I due delegati, sostenuti dalle organizzazioni sindacali, comunicano a tutti i colleghi e colleghe che sono tutti licenziati, che la ditta chiude. Riusciamo a immaginare i volti? Le espressioni? Le reazioni? Pare sia stato più lo sgomento e la disperazione, meno la rabbia. Forse non siamo più abituati ad arrabbiarci, non sta bene, poi siamo in un periodo difficile…
Sono stati invece bravi e brave. Dopo un primo momento, in cui un sacco di pugni avrebbero fatto meno male, si sono rialzati.
“Alla fine di quelle assemblee del 10 abbiamo raccolto i contatti di tutti i colleghi e colleghe; neanche ce li avevamo. Dopo due giorni abbiamo rifatto l’assemblea e questa volta abbiamo deciso di reagire: avremmo bloccato l’ingresso, ci saremmo divisi in turni, avremmo difeso il nostro lavoro con le unghie e i denti. Così abbiamo fatto, ed è stato un crescendo di solidarietà da parte delle istituzioni locali, delle associazioni di zona, dell’Arci, ma anche di semplici cittadini; persino i pensionati ci lasciavano il numero di cellulare se c’era bisogno di fare i turni. Da allora ci sono costantemente almeno 20 persone, ci sono si i turni, ma tutti e tutte ci fermiamo di più. C’è più unione ora che non quando lavoravamo. Ci portano da mangiare, il Comune ci ha dato uno spazio tipo container dove possiamo ripararci da freddo e pioggia, tenere le nostre cose e, se c’è bisogno, appoggiarci a un tavolo. Noi siamo uniti, le donne sono ancora più presenti e combattive: saranno i loro 50 anni e la minore professionalità, dovuta all’assenza di formazione che veniva fatta invece ai colleghi uomini, che le fanno reagire e non mollare.
Noi andremo avanti, l’amministratore delegato, italiano, rifiuta ogni tavolo di trattativa; ci siamo visti una volta in Prefettura a Lecco e ha detto No a tutto. Hanno cercato più volte di arrivare coi furgoni, ma li abbiamo sempre fermati; non devono portare via i macchinari, sono il nostro appiglio. Senza quelli, non è più una fabbrica, ma una scatola vuota e se vale ancora qualcosa e può essere “appetibile” per qualcuno che voglia ancora produrre, lo è solo con le macchine dentro. Hanno cercato di entrare anche con le auto e le vicende sono state incredibili. Noi resistiamo, fa freddo e ce ne sarà ancora di più, ma noi siamo e saremo qua.”
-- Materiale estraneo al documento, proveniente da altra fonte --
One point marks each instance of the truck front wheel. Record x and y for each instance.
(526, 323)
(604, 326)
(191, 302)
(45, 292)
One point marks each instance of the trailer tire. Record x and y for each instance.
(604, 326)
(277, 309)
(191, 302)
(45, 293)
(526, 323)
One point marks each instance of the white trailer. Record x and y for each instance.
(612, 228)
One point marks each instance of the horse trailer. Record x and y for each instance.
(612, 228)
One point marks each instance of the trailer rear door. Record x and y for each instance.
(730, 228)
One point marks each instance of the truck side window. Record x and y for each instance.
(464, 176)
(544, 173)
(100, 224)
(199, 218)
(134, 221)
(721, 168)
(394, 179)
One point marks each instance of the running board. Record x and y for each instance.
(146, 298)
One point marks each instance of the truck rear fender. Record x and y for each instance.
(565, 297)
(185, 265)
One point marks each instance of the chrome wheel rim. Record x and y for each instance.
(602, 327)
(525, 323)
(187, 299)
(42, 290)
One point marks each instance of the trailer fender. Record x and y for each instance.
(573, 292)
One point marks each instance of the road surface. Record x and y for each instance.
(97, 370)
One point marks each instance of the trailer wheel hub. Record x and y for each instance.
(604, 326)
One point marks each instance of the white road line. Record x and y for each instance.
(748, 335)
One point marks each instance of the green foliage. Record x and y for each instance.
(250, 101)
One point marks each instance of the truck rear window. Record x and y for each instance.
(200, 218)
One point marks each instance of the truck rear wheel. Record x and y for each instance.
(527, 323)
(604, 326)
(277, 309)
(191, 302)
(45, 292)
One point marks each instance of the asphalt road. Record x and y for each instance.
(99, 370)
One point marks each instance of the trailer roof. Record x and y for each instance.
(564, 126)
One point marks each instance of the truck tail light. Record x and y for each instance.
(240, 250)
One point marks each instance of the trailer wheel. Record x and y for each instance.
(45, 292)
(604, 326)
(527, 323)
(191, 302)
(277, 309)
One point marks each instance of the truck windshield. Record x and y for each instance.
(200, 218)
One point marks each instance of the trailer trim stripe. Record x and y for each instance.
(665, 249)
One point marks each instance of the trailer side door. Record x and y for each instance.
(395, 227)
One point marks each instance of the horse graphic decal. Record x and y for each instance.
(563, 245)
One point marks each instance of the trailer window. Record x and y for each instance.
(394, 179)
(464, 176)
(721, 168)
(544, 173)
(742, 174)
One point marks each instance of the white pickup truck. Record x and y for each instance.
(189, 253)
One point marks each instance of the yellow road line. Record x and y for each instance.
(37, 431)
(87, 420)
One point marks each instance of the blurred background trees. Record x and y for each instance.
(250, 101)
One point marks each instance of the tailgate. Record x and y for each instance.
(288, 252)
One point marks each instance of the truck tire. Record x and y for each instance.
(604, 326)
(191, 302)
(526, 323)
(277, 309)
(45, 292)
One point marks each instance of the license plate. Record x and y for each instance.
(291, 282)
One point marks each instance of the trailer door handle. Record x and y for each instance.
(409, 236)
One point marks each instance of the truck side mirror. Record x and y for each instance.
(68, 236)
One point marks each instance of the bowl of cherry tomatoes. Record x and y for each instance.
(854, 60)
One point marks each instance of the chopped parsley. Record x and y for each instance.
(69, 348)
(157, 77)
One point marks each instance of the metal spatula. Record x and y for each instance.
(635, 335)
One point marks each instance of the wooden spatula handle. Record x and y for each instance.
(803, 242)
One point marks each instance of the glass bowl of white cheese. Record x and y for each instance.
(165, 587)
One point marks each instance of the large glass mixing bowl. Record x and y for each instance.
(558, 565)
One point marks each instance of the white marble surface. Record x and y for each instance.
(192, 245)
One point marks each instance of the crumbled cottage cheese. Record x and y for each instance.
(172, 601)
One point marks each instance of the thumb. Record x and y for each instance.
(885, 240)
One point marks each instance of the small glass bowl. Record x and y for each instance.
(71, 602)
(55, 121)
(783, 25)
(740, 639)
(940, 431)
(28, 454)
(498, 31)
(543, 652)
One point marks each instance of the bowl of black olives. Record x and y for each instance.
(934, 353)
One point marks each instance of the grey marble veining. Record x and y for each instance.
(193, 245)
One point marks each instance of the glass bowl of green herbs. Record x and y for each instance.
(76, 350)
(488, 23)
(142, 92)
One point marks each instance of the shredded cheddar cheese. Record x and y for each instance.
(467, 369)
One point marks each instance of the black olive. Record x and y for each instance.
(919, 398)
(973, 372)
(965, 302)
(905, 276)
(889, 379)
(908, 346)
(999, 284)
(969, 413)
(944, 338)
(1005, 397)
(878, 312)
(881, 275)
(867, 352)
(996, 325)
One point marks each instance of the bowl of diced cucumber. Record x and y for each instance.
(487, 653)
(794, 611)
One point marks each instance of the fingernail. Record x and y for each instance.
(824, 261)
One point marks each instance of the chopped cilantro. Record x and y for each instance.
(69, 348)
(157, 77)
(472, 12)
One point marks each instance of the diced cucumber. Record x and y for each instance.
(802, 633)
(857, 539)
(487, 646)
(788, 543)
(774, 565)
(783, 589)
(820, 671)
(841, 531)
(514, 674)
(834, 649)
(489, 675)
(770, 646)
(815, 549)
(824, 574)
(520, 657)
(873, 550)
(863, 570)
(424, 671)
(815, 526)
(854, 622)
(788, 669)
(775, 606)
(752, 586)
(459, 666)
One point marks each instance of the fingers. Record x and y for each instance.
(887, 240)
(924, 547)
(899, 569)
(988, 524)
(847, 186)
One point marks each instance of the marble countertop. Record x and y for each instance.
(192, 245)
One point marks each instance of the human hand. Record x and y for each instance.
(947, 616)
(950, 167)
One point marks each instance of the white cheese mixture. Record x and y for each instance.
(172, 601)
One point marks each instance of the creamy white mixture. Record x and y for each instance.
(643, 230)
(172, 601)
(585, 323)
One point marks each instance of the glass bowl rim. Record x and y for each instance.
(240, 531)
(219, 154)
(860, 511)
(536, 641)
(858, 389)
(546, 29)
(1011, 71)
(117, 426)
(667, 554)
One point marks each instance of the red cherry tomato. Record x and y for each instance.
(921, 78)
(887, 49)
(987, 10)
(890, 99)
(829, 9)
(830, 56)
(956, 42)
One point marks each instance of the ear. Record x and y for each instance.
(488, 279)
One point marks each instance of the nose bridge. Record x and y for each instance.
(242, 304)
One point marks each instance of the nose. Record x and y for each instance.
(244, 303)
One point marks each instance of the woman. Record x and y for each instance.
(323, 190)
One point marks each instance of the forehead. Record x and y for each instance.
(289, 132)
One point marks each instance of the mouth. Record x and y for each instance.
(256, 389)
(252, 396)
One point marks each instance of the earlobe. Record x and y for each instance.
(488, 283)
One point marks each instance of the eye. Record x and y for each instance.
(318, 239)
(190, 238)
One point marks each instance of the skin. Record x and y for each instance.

Avevo già visto il video che ho trovato online, lo riguardo, guardatelo. E’ segno dei nostri tempi. La compostezza degli operai è impressionante. La rabbia del padrone incredibile, come se fosse lui a restare per strada.
Fino a quando? Fino a quando un padrone potrà fare gesti del genere, aggredire, gridare insulti pazzeschi come “parassiti di merda” a degli operai che lo hanno fatto arricchire fino a quel momento? Gli hanno permesso di comprarsi un’auto che vale come metà della casa che gli operai stanno ancora pagando. Fino a quando?